Reuben rose slooowwwly. “I'll go with you,” he said, all poke-turtle cautious. “But I still think it's wrong.”

I stomped through the door. I wasn't going to listen to Reuben's gotta-have-respect speech
again.

I fetched the little stick, got transplanting instructions from Mama, marched everyone down to Rooter's, and stuck that thing in the ground.

I'm not saying that what happened next began at that moment. Or that the cutting caused it. I
am
saying that a change occurred.

I would call that change a coincidence. Unlike doom-and-gloom Reuben, I would never call it a curse.

CHAPTER EIGHT

From that day on, the city got hotter and HOTTER and HOTTER. Ninety degrees, ninety-three degrees, ninety-seven degrees. And the rain stopped falling. It was the hottest, driest May on record. Water was rationed. Mama took a quick shower only every other day, so we could save water for her plants.

In our apartment, the pansies, primroses, philodendrons, and ficus survived. Outside, the green things shriveled and turned brown. Grass blades disappeared from sidewalk cracks. We had to set out bowls of water for the thirsty sparrows.

Rooter's looked as sad as one of Reuben's lost planets. Even Captain Nemo wouldn't
have been able to save it. All twenty-nine plots looked pitiful. Even the weeds shriveled. And my rosebush? My fierce puddle of thorns? It drooped like the weepiest willow.

Now, a drought is a drought. Nothing supernatural about that.

But here comes the strange part.

In its perfect place by the fence, close to Mr. K.'s roses, sat the transplanted twig. The thing didn't grow or die. It stayed exactly the same. But around it—and this was
really
strange— those small Texas roses bloomed. The only bright patch of color in the brown garden. Maybe the only roses growing in the city.

“Must be the soil,” I told Reuben when we stopped by the garden after school. There was no sound from the blacktop on Evert Street. No shouts. No quick-dribblin'
bounce-bounce-bounce.
The blacktop had been empty for days. No one could play b-ball in the heat.

“Probably a lot of worms by those roses,” I went on. “You know, making that rich worm-poop dirt.” The heat shimmered around the yellow flowers. “Anyway, roses like sun.

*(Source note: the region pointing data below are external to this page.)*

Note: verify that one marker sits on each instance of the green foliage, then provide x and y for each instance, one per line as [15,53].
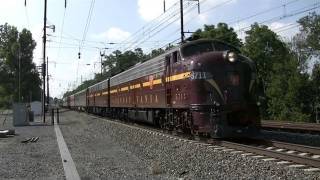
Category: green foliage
[15,46]
[222,32]
[279,79]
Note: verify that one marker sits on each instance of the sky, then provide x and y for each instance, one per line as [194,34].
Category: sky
[92,27]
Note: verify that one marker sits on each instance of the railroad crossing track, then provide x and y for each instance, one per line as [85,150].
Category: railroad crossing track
[293,155]
[283,153]
[294,127]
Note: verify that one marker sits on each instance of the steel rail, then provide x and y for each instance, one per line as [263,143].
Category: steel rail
[275,154]
[296,147]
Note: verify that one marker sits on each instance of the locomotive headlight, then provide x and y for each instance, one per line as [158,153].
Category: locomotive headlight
[232,56]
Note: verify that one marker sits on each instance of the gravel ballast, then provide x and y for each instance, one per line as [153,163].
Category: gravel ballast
[94,142]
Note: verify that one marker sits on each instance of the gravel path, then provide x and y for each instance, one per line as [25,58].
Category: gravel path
[97,155]
[99,141]
[39,160]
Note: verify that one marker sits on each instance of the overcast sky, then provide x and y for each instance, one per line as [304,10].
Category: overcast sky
[131,24]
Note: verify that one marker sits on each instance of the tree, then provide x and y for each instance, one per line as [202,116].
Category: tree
[279,80]
[221,32]
[17,47]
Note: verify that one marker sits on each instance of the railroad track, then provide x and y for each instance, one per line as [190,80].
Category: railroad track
[293,155]
[293,127]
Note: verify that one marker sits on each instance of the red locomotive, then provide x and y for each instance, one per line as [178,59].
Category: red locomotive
[202,87]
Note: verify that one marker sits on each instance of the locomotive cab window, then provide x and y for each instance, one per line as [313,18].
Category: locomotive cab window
[175,57]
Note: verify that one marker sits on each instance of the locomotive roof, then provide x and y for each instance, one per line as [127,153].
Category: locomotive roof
[156,61]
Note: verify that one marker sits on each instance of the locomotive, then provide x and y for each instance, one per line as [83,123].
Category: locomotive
[203,87]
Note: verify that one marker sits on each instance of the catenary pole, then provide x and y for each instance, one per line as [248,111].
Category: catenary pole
[44,61]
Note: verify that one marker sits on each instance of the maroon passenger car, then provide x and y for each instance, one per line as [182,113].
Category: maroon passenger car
[203,87]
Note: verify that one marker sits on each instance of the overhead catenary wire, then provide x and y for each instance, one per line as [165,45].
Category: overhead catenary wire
[62,26]
[159,30]
[137,34]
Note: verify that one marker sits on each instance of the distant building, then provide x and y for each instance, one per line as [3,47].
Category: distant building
[36,108]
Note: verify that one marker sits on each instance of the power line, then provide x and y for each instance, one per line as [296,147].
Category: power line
[64,15]
[167,24]
[155,20]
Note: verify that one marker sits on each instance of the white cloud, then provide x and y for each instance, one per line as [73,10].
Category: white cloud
[113,34]
[150,9]
[285,30]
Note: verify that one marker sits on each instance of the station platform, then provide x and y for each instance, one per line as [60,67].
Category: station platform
[83,146]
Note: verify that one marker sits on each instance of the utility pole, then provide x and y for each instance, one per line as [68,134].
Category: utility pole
[44,60]
[19,59]
[48,96]
[181,21]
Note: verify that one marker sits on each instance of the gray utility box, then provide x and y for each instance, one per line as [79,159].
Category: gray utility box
[20,114]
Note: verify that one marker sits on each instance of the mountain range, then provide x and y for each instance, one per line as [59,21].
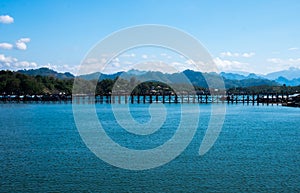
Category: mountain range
[290,77]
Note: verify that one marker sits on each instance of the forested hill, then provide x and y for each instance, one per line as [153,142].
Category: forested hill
[18,83]
[47,72]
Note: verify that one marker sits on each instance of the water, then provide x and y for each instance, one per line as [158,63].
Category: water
[258,150]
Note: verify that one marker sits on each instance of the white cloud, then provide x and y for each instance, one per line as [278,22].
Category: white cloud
[7,59]
[229,65]
[144,56]
[248,55]
[6,19]
[6,46]
[21,43]
[8,62]
[288,61]
[231,54]
[279,64]
[132,55]
[293,49]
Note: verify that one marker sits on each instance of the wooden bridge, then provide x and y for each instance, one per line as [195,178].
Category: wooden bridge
[143,99]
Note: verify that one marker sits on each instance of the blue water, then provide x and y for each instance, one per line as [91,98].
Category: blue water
[258,150]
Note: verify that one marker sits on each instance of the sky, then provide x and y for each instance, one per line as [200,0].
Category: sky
[259,36]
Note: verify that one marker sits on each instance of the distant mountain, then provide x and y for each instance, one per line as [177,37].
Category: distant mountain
[196,78]
[47,72]
[291,73]
[100,76]
[293,82]
[232,76]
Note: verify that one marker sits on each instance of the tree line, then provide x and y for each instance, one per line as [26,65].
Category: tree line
[21,84]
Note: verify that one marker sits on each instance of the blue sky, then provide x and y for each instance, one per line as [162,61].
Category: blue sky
[259,36]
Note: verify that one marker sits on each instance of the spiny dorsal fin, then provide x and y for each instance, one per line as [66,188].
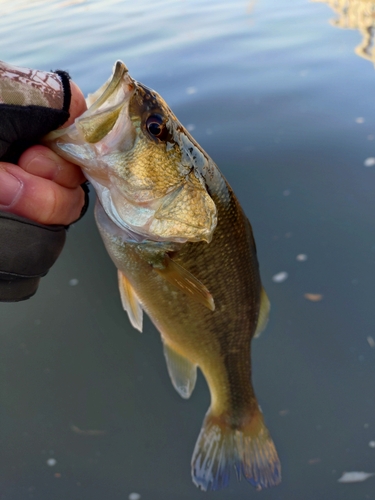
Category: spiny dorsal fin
[264,311]
[186,282]
[130,301]
[183,372]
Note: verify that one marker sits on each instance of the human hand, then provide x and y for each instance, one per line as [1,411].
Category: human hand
[44,187]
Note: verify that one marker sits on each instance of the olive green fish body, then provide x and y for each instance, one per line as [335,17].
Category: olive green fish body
[186,256]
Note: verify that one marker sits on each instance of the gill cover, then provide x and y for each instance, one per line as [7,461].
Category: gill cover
[151,187]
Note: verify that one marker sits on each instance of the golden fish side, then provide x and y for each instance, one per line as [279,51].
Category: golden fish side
[185,255]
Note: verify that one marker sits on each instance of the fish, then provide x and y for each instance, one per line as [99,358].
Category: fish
[186,256]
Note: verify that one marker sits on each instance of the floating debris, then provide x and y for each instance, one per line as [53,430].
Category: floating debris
[88,432]
[314,297]
[355,477]
[301,257]
[280,277]
[134,496]
[369,162]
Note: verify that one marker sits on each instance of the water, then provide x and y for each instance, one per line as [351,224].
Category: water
[278,97]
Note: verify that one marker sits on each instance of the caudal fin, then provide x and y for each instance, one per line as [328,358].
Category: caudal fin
[249,451]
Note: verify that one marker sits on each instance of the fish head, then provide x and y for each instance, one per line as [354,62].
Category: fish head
[149,173]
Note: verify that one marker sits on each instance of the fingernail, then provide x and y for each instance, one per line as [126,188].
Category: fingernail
[10,186]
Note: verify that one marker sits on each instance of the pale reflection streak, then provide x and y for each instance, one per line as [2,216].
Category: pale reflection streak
[356,14]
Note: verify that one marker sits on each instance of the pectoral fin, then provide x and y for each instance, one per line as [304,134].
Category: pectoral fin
[186,282]
[130,301]
[264,311]
[183,373]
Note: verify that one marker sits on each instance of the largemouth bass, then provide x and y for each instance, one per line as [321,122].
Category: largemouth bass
[185,255]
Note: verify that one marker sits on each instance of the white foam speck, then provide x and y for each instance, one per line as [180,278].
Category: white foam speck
[355,477]
[369,162]
[301,257]
[134,496]
[280,277]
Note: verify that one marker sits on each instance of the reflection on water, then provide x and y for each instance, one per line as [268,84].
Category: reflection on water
[356,14]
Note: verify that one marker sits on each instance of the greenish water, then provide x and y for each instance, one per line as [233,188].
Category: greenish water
[278,98]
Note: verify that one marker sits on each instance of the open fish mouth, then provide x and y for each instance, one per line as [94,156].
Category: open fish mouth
[146,169]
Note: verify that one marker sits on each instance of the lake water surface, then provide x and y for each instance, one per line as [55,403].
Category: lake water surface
[280,99]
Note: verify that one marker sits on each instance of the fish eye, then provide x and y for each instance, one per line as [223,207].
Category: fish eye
[155,126]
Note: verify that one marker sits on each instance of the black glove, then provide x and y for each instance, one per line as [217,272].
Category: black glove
[28,249]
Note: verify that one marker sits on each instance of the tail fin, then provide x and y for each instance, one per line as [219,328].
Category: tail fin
[249,450]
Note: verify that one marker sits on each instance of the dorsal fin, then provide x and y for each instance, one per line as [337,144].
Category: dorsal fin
[130,301]
[181,278]
[183,372]
[264,311]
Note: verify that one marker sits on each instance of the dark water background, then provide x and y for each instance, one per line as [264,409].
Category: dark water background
[279,99]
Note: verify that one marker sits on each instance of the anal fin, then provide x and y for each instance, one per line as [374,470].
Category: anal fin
[130,301]
[183,372]
[264,311]
[186,282]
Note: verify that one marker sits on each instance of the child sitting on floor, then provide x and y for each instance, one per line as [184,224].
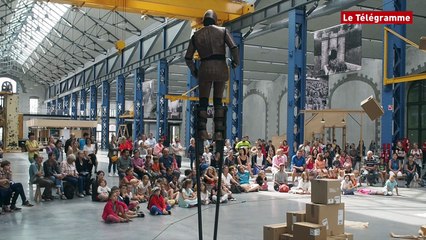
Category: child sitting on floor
[303,186]
[103,191]
[112,210]
[156,203]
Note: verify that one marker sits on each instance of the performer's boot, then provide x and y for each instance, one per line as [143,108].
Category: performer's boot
[202,123]
[220,122]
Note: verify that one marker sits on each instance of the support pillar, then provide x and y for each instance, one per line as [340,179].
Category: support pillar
[234,117]
[49,108]
[93,105]
[121,84]
[83,104]
[74,100]
[296,77]
[393,121]
[53,107]
[162,102]
[105,114]
[138,123]
[59,106]
[66,106]
[190,105]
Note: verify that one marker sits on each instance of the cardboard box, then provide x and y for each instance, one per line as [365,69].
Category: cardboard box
[331,216]
[273,231]
[286,236]
[294,217]
[325,191]
[373,109]
[345,236]
[309,231]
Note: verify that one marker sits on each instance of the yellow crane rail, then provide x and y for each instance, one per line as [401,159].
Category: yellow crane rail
[192,10]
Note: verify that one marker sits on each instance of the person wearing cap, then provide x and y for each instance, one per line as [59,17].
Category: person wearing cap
[123,163]
[280,177]
[156,203]
[138,164]
[210,42]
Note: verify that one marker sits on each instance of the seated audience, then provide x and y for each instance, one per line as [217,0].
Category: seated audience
[157,204]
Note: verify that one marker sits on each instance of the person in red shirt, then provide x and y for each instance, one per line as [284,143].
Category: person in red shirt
[284,147]
[156,203]
[112,209]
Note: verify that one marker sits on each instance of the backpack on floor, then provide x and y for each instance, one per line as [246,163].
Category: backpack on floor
[69,191]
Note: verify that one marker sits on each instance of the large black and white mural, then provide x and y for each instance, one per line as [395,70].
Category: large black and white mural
[337,49]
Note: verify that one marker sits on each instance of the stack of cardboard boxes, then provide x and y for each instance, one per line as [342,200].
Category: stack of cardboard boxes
[324,218]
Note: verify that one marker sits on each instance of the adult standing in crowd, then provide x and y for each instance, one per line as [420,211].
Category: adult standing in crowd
[32,147]
[113,156]
[37,177]
[178,150]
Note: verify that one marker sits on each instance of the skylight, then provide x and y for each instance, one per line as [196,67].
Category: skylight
[37,22]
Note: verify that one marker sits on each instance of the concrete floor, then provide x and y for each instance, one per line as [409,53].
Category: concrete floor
[242,219]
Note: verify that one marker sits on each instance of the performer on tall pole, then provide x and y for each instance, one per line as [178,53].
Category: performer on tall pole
[210,42]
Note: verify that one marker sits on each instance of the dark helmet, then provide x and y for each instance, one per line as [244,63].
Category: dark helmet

They can't grow in shade.”

I scratched at my sweat-soaked T-shirt. “Mr. K. said those old-time roses were tough,” I continued. “Remember how his grandma stuck a cutting in a potato?”

“Jackson.” Reuben took a deep breath. “I got an idea for a new Nemo villain.”

“Go on.” I was surprised. I was the idea man on our Nemo team. I wrote; Reuben drew. That's how we had worked for years.

Reuben scuffed at the sidewalk. “This bad guy is … invisible.”

“Invisible?”

Reuben crossed his arms. “A ghost.”

I stared at him. “What gave you
that
idea?”

Reuben gazed out at the yellow roses.

“So you're saying Rooter's is haunted?”

Reuben was silent.

“And a ghost is tending those flowers?”

“They're blooming, aren't they? And everything else is dying.”

“But we've never
seen
—”

“What you expecting, Jackson?” Reuben snorted. “A floating sheet?”

CHAPTER NINE

Well, I don't have much experience with ghosts and restless spirits. They belong in dark mansions and crumbly castles.
Not
in a city garden. Halloween is ghost time. The other 364 days of the year, they should stay put.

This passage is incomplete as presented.